I'd say you could dump 20 coaches from Tyrone underage structures into clubs and schools in Belfast and Tyrone and Derry would still beat the living daylights out of us.
#14
Antrim / Re: Antrim Football Thread
March 12, 2024, 10:54:08 AM
Quote from: bannside on March 12, 2024, 10:25:21 AMThe great thing about schools that take their GAA ethos really seriously is that the programme starts the first week in the gate at year eight.

A school that offers 8 hours a week across a mixture of training/matches/S&C/pilates/yoga/ diet and nutritional advice will produce a much better individual...than say a school that offers x2 hours a week across the same spectrum of activity.

It's basic maths.

Across 40 weeks and 7 years it's 2240 man hours versus 560 man hours.

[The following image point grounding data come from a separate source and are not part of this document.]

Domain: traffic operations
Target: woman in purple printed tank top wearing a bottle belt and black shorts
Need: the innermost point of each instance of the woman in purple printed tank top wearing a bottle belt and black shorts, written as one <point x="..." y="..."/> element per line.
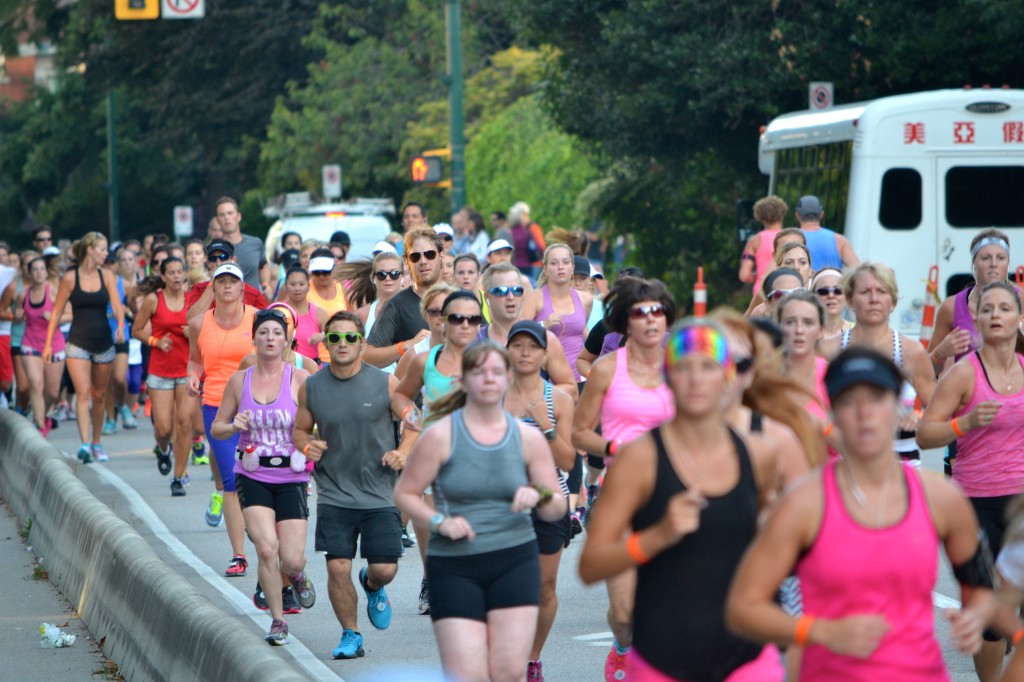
<point x="259" y="411"/>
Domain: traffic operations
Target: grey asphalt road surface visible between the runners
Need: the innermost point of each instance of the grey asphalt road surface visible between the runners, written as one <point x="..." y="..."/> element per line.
<point x="133" y="488"/>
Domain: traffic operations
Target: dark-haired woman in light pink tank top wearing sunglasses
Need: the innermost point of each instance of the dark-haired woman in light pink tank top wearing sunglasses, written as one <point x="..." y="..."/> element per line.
<point x="627" y="396"/>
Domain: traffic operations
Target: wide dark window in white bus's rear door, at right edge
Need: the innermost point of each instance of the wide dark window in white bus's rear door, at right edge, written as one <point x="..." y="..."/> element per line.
<point x="986" y="197"/>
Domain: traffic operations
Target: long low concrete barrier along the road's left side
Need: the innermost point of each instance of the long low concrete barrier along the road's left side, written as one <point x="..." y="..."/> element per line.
<point x="156" y="625"/>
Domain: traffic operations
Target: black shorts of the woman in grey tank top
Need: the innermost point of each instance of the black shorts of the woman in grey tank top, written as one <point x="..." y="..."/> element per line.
<point x="470" y="587"/>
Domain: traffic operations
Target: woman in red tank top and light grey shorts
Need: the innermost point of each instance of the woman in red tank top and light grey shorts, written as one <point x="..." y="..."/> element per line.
<point x="173" y="407"/>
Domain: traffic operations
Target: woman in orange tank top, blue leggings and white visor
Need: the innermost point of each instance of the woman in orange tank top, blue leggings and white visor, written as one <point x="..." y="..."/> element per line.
<point x="218" y="343"/>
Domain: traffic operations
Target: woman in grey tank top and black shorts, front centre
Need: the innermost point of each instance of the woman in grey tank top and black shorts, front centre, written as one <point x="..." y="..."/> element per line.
<point x="488" y="472"/>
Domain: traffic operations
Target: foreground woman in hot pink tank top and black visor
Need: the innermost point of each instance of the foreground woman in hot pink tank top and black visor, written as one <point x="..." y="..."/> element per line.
<point x="863" y="535"/>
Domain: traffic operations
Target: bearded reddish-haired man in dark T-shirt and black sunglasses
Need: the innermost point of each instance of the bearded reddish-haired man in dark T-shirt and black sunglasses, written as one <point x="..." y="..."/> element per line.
<point x="402" y="326"/>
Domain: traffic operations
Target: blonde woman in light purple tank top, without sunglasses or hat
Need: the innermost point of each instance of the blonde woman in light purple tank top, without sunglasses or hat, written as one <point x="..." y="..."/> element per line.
<point x="563" y="310"/>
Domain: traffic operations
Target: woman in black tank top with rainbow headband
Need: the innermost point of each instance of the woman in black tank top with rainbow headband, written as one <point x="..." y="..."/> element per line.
<point x="681" y="505"/>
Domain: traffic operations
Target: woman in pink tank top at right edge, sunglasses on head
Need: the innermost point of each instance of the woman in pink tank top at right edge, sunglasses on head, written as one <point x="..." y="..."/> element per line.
<point x="979" y="404"/>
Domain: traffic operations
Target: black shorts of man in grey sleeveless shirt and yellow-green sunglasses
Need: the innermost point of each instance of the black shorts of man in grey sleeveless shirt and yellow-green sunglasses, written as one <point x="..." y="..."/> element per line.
<point x="378" y="531"/>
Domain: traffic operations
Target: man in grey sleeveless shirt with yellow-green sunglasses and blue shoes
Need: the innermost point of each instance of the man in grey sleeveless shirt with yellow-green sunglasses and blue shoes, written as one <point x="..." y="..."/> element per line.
<point x="352" y="406"/>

Obviously not an exact science, but a blind man should see the difference a full on school can make to player development versus a school going through the motions.

Then do the same exercise across a progressive club versus a club taking short cuts.

It's all about the work, and as Duine says, the level of apathy in some Antrim schools and clubs is appalling.
I didn't say that.

The issue is the apathy in our communities. Gaelic football isn't a big deal in a lot of them. Kids don't really care and their parents don't value it and if that school programme was available to them they simply wouldn't go.
They struggle to buy into the couple of hours a week. They don't value it that highly.
#15
Antrim / Re: Antrim Football Thread
March 11, 2024, 11:59:52 AM
It's lost long before they even get there.
It's in the homes.
Gaelic football is not valued in Antrim. There is a take it or leave it attitude and when the sacrifices & commitment levels required reach a certain point then most opt to leave it. Is there a real desire among that many to play for Antrim?

Someone mentioned soccer a couple of posts back. It's no surprise that young lads like it much more than football. Relatively little training and loads of regular matches. That's fun.